Inzwischen sind 45 von 60 Minuten der Stunde der Wintervögel vergangen – und so vollgestopft der Friedhof mit Zypressengewächsen ist, so leer ist unsere Zählliste. Also beschließen wir kurzerhand, die an den Friedhof angrenzenden Flächen zum erweiterten Erfassungsgebiet zu erklären: Denn sowohl in dem verwilderten Obstgarten, in dem das Brombeergestrüpp kniehoch steht, als auch in dem kleinen Wäldchen zum Düteufer hin, dem ein Haufen lässig gestapelter Dachziegel und allerlei herumliegendes Totholz einen besonderen Charme verleihen, verlustieren sich gut hör- und sichtbar genau jene Wesen, um die es hier eigentlich geht: eine Kohlmeise, drei Schwanzmeisen, zwei Elstern, ein Grünfink, ein Buntspecht, ein Buchfink, eine Amsel, ein Kleiber, ein Zaunkönig und zwei Gimpel.
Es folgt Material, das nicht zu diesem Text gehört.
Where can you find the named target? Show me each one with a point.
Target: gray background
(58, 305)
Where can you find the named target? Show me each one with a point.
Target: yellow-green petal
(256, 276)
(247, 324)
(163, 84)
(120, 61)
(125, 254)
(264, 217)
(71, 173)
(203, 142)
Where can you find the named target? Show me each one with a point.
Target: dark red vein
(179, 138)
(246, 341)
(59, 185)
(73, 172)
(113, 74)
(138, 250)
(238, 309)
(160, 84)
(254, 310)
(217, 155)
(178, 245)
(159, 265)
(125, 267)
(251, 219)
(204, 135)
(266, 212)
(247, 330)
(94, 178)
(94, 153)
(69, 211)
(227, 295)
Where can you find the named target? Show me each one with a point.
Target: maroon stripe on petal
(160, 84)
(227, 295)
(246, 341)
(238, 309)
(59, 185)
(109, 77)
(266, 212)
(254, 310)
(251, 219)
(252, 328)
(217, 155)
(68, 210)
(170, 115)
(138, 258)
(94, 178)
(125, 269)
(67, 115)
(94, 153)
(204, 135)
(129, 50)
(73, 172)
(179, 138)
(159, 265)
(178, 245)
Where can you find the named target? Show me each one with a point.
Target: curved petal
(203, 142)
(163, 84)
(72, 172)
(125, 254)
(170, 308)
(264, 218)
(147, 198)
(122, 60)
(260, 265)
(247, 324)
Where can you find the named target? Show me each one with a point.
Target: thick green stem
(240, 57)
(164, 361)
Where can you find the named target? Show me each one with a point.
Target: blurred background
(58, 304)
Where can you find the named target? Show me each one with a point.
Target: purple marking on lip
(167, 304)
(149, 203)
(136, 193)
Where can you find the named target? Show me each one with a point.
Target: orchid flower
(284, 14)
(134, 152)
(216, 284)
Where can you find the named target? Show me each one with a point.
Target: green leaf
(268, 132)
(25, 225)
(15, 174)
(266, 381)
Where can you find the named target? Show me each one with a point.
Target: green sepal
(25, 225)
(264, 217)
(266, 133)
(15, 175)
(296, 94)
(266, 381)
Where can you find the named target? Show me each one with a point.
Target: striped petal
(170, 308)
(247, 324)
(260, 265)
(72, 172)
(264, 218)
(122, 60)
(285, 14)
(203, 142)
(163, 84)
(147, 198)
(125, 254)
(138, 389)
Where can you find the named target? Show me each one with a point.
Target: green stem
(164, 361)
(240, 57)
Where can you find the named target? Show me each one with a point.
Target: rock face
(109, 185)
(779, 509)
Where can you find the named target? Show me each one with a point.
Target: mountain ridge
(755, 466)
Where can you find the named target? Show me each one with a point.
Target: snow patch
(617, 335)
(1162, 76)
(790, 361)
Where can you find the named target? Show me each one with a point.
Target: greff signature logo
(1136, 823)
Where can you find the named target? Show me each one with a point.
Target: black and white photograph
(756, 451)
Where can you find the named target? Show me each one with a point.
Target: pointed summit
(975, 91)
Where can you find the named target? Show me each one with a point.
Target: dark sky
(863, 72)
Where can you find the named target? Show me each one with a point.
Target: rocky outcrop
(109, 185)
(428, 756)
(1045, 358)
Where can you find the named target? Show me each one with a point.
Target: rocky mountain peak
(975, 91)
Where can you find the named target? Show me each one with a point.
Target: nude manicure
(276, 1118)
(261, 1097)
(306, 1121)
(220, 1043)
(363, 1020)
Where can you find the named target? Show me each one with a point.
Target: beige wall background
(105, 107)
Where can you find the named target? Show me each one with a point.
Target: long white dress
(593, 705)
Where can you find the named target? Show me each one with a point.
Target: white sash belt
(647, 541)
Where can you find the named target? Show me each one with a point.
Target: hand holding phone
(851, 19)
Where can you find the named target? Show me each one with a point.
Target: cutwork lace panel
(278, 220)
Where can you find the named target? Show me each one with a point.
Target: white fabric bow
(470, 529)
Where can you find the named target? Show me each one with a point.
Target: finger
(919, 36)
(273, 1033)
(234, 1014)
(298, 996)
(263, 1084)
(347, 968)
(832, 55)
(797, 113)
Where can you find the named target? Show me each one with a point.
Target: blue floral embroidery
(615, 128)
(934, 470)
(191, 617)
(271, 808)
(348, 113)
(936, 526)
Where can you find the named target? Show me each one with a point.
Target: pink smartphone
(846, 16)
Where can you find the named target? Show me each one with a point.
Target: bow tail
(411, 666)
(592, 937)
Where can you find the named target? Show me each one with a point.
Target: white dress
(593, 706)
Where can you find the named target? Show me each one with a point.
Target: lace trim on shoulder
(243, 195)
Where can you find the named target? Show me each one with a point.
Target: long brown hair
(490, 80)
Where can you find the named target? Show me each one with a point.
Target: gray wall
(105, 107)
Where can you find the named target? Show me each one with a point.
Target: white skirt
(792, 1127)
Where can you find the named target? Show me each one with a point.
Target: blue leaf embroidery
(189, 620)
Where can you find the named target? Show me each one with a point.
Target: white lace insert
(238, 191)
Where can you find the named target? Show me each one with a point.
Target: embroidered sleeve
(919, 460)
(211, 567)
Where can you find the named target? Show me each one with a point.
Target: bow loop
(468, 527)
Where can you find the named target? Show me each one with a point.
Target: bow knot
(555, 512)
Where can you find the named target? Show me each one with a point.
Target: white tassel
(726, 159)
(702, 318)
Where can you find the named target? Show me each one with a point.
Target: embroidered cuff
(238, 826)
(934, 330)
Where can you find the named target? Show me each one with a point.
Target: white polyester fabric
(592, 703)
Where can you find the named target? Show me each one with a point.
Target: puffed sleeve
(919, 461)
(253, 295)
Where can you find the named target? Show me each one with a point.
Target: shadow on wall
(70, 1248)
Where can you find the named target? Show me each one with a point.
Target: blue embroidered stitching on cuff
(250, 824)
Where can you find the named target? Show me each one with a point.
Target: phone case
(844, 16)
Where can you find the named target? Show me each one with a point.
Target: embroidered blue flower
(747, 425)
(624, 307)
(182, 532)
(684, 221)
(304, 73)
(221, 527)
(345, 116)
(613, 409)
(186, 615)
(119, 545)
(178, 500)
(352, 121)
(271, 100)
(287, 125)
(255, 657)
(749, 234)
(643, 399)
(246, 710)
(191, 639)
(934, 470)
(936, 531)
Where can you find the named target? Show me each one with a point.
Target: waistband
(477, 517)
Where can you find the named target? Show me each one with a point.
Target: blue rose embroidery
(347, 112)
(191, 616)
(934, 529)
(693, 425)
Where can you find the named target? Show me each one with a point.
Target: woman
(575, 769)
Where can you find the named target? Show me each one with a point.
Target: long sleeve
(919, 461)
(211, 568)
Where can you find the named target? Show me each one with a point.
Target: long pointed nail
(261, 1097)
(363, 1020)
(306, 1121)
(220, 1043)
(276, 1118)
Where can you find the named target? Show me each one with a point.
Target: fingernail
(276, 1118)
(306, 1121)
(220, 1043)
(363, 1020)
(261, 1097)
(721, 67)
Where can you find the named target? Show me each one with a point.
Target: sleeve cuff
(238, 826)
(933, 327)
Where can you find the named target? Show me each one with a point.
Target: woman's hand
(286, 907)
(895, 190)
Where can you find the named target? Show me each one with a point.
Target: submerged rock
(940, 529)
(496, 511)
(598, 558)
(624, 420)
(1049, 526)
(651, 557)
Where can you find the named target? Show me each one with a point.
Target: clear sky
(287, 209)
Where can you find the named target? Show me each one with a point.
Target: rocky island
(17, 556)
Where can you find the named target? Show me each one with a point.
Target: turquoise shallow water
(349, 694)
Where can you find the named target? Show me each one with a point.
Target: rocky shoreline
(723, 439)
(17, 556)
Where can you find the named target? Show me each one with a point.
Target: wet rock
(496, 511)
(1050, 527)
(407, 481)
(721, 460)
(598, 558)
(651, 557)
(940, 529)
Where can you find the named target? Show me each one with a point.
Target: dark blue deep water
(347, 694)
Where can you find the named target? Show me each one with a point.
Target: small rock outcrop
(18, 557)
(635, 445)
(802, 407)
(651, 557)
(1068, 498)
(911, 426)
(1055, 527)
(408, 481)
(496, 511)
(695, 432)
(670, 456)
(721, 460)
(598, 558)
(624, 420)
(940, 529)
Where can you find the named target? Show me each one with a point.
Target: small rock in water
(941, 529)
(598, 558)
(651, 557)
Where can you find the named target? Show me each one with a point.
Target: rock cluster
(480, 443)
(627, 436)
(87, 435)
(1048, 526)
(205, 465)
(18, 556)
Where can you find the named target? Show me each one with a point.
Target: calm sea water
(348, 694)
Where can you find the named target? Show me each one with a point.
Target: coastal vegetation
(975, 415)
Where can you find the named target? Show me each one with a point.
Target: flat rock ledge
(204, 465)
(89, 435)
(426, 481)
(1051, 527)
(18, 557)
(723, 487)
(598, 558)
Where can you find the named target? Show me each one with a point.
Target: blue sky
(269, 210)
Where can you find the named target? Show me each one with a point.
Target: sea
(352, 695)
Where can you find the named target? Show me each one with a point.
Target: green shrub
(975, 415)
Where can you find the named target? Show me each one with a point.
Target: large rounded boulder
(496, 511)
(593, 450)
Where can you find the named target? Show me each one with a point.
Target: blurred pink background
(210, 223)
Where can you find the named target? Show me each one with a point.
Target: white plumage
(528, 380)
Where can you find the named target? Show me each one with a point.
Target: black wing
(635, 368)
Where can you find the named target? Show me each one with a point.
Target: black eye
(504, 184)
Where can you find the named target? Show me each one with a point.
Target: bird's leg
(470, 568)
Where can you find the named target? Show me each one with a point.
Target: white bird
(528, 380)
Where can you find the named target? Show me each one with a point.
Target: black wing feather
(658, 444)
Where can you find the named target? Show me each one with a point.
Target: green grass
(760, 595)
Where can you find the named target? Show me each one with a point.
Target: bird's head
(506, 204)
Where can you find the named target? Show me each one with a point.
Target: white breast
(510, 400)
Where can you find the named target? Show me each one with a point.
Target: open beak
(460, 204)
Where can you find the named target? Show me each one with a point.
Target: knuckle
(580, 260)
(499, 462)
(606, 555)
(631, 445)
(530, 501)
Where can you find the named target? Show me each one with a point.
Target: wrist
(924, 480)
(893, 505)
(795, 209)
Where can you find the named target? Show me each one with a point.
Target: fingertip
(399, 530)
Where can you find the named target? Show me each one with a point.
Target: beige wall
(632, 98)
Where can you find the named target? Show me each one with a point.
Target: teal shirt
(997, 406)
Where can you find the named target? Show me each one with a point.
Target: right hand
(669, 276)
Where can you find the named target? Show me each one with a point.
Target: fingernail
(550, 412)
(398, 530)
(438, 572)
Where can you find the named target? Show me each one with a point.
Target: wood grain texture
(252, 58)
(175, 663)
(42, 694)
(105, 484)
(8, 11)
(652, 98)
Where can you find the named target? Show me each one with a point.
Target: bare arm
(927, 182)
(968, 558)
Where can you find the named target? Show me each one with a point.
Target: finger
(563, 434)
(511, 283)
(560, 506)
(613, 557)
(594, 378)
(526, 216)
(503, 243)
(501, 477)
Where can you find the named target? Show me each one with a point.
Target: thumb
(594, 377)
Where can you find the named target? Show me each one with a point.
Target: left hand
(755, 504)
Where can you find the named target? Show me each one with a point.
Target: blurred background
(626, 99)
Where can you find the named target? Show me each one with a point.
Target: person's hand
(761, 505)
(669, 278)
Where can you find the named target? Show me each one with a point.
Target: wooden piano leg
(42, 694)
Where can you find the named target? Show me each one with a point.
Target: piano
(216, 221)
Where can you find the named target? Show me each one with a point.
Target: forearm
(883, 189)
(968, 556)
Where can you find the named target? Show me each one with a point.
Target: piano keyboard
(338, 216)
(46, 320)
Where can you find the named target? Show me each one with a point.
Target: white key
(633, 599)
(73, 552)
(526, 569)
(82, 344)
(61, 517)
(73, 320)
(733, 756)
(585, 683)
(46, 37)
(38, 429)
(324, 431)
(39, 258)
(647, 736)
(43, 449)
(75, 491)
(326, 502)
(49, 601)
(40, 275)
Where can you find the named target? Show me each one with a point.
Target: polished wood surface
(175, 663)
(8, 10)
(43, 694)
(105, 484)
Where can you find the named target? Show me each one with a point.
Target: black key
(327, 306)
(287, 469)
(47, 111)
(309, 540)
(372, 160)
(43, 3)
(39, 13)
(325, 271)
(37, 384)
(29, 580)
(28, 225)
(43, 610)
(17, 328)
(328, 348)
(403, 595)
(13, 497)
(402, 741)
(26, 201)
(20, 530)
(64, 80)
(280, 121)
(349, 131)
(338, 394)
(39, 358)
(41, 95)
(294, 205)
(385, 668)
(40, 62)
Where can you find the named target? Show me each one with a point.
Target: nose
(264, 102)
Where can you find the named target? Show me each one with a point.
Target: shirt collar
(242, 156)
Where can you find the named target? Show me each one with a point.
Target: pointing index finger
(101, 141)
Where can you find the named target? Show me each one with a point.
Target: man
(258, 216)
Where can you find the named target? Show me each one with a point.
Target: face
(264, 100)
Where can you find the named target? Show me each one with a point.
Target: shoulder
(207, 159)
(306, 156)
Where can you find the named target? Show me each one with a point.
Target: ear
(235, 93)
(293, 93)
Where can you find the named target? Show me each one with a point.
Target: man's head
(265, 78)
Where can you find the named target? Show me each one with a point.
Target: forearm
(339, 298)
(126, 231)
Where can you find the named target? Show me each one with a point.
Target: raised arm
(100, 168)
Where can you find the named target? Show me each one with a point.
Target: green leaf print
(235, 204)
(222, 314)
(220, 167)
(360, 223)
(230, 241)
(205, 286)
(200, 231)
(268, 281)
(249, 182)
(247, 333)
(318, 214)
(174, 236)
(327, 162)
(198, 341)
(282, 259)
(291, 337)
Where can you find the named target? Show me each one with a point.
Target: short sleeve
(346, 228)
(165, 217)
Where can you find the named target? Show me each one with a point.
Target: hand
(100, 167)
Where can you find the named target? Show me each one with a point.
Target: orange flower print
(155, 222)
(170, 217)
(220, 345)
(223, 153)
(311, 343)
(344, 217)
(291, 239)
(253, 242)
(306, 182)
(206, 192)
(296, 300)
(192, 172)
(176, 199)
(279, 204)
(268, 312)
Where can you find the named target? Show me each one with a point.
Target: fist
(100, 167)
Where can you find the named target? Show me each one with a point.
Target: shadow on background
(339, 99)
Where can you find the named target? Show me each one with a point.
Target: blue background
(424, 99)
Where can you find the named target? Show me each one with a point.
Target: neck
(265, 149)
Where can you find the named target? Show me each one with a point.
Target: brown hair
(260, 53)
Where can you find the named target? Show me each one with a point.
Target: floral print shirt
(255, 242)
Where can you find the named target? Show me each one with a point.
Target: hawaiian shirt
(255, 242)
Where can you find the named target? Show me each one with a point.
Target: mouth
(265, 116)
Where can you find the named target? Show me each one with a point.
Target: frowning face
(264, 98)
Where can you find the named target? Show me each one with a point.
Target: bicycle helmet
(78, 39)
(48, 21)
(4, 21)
Nächste Zählaktion vom 8. bis 10. Mai 2020

„Spannend wäre es, im Frühling wieder herzukommen und nachzuschauen, welche Arten geblieben oder noch dazu gekommen sind und den alten Friedhof vielleicht sogar zum Brüten nutzen“, überlegt Christiane Franke. Das sieht der Nabu – großflächig betrachtet – genauso: Vom 8. bis 10. Mai 2020 lädt er bundesweit zu einer „Stunde der Gartenvögel“ ein, während der Naturfreunde neuerlich zur Zählliste greifen können – übrigens nicht nur in privaten Gärten, sondern auch in öffentlichen Parkanlagen, zu denen der alte Wersener Friedhof dann ja quasi gehören dürfte.